Das vorweihnachtliche Fasten erinnert zudem an die Zeit des Alten Testaments, als das Volk Gottes sehnlichst den verheißenen Heiland erwartete, wovon besonders die beiden Herrentage vor Christi Geburt künden. Heute aber feiern wir die Einführung der zukünftigen Mutter unseres Herrn in den Tempel. Es ist die Vorandeutung der Ankunft Christi und der Gnade des Heiligen Geistes. Sie, die dreijährige Maria, wird vom Heiligen Geist in das Allerheiligste des Tempels (s.
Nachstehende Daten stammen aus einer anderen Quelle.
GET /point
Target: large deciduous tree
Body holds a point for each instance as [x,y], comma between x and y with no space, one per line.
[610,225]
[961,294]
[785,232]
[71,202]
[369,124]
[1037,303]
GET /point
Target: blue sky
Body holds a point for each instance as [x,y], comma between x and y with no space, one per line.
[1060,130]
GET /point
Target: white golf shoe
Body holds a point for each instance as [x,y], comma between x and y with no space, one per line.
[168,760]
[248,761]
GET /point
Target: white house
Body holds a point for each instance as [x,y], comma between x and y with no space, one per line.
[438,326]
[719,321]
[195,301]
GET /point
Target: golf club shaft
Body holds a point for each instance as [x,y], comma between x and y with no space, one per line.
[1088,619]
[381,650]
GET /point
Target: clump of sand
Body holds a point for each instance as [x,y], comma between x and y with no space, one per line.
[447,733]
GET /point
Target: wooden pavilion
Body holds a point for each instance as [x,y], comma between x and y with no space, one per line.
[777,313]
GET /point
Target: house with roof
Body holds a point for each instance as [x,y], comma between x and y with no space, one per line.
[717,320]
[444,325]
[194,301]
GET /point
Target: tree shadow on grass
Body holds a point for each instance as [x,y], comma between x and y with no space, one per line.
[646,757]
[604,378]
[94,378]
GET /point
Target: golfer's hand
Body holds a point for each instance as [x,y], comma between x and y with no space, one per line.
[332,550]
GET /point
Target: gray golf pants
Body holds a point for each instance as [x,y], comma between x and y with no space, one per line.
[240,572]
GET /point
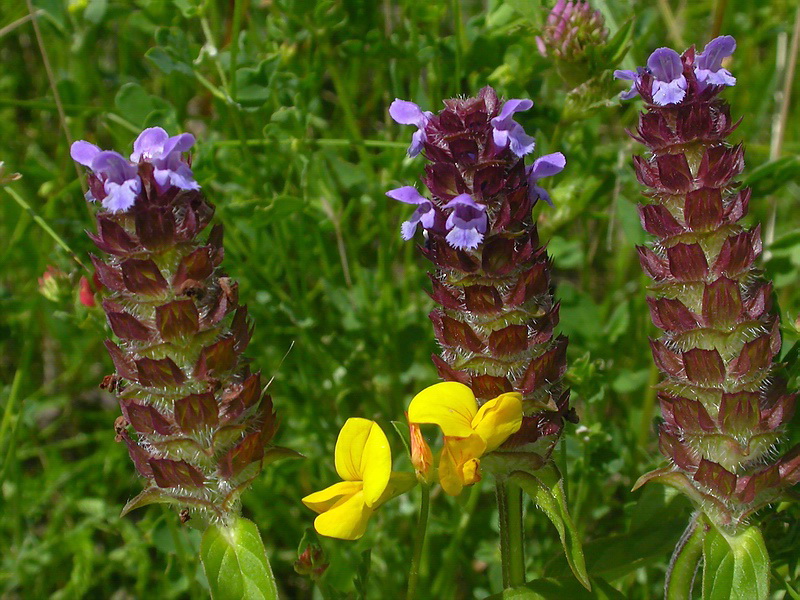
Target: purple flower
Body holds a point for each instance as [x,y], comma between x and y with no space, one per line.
[424,213]
[408,113]
[708,64]
[505,130]
[155,146]
[467,223]
[121,181]
[635,77]
[544,166]
[669,84]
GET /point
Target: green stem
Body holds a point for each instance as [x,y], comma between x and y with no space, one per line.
[43,224]
[448,565]
[237,22]
[687,556]
[509,508]
[460,45]
[419,541]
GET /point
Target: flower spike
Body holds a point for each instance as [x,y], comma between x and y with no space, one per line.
[408,113]
[669,77]
[195,420]
[496,312]
[724,407]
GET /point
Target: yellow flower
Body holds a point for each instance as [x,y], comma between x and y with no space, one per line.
[421,456]
[364,460]
[469,431]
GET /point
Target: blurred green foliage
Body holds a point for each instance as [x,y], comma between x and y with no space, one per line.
[288,100]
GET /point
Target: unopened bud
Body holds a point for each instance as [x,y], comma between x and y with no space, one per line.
[421,455]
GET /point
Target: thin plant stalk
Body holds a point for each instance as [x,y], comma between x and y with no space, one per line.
[419,540]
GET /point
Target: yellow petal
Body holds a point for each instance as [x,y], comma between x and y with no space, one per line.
[330,496]
[346,520]
[376,465]
[399,484]
[421,455]
[498,419]
[458,464]
[448,473]
[449,405]
[363,454]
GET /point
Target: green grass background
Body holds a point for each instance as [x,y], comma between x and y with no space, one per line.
[297,168]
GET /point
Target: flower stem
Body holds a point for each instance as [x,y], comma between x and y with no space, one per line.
[687,556]
[509,508]
[419,541]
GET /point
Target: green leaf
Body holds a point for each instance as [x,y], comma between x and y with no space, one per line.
[685,560]
[362,574]
[736,567]
[553,588]
[618,46]
[530,9]
[134,103]
[547,491]
[402,431]
[235,562]
[767,178]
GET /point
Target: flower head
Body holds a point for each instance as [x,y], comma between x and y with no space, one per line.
[571,28]
[635,77]
[669,83]
[408,113]
[120,179]
[708,64]
[363,460]
[544,166]
[425,215]
[666,69]
[467,223]
[506,131]
[155,146]
[469,431]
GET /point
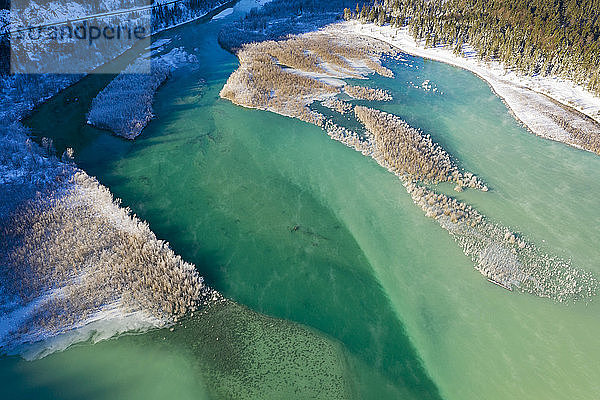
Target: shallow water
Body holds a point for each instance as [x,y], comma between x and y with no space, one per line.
[293,225]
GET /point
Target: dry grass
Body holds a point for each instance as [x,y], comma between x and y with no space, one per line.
[502,255]
[409,153]
[74,253]
[367,93]
[288,75]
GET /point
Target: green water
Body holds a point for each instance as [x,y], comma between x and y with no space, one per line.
[371,299]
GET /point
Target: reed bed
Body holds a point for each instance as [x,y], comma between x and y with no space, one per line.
[367,93]
[73,254]
[338,105]
[409,153]
[124,106]
[287,76]
[502,255]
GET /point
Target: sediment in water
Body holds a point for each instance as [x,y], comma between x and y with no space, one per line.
[287,76]
[502,255]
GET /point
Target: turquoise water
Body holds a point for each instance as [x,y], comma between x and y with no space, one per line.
[371,299]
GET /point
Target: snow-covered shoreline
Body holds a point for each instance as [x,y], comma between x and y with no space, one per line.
[550,107]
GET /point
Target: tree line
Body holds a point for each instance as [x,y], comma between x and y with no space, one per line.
[546,37]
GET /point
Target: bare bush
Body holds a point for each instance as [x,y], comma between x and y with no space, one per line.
[409,153]
[288,75]
[367,93]
[501,255]
[72,255]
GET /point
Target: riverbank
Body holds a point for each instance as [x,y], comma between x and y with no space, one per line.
[549,107]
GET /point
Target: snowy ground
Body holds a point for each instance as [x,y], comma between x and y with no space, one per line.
[550,107]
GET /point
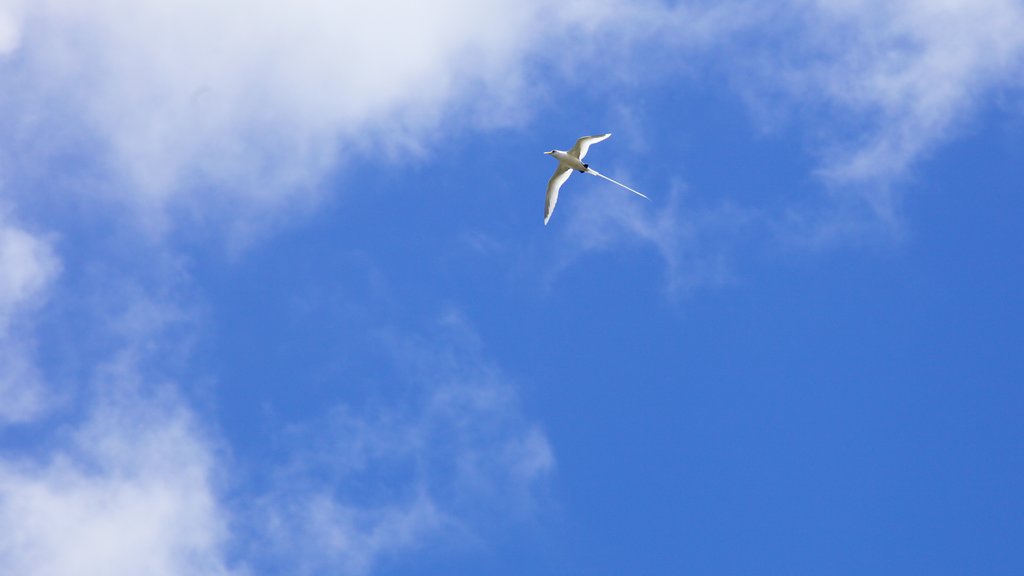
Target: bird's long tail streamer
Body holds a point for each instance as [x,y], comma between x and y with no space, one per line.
[596,173]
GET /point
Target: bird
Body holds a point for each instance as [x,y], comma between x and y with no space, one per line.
[572,160]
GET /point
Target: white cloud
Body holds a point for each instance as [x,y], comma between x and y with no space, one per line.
[905,76]
[694,243]
[28,266]
[231,109]
[130,491]
[441,460]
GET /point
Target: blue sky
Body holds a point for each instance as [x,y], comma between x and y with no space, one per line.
[275,295]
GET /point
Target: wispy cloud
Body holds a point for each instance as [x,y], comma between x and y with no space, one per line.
[895,79]
[696,244]
[28,266]
[368,484]
[189,108]
[130,490]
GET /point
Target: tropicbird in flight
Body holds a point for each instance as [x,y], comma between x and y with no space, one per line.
[572,160]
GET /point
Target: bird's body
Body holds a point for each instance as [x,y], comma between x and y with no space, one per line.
[572,160]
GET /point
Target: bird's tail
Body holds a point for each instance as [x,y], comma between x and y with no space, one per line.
[596,173]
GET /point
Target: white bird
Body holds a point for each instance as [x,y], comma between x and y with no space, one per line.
[572,160]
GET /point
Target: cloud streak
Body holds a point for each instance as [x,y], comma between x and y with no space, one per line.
[131,491]
[29,266]
[366,485]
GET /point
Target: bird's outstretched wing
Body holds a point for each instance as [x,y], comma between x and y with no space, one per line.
[583,145]
[557,179]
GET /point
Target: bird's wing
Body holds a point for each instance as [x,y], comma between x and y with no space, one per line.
[583,145]
[557,179]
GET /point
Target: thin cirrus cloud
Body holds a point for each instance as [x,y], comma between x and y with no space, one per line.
[454,444]
[907,75]
[29,268]
[132,490]
[187,105]
[138,486]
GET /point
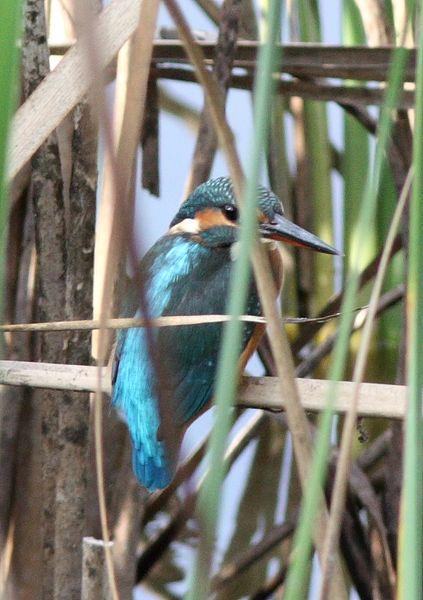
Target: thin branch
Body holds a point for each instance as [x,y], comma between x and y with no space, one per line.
[344,461]
[246,558]
[255,392]
[173,321]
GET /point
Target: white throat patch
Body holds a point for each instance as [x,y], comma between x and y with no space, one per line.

Hebr. 9:3-5) geführt, wodurch die Zeit der Gnade im Voraus abgebildet wird. Das Fest wurde ist im Römischen Reich schon seit dem 4. Jahrhundert durch die von den heiligen Konstantin und Helena erbaute Kirche auf dem Tempelberg verbürgt, wenngleich die vertiefte theologische Auseinandersetzung mit demselben erst im 8./9. Jahrhundert begann, wovon erste Predigten und liturgische Texte zeugen.
Inhaltlich ist das Fest des Tempelganges eine gedankliche Weiterführung des Festes der Geburt der Mutter des Herrn, weil auch hier in Gestalt der Allerheiligsten Gottesgebärerin die ersten Lichtstrahlen als Vorboten des Aufgangs der „Sonne der Gerechtigkeit“ – Christus – aufleuchten. Amen.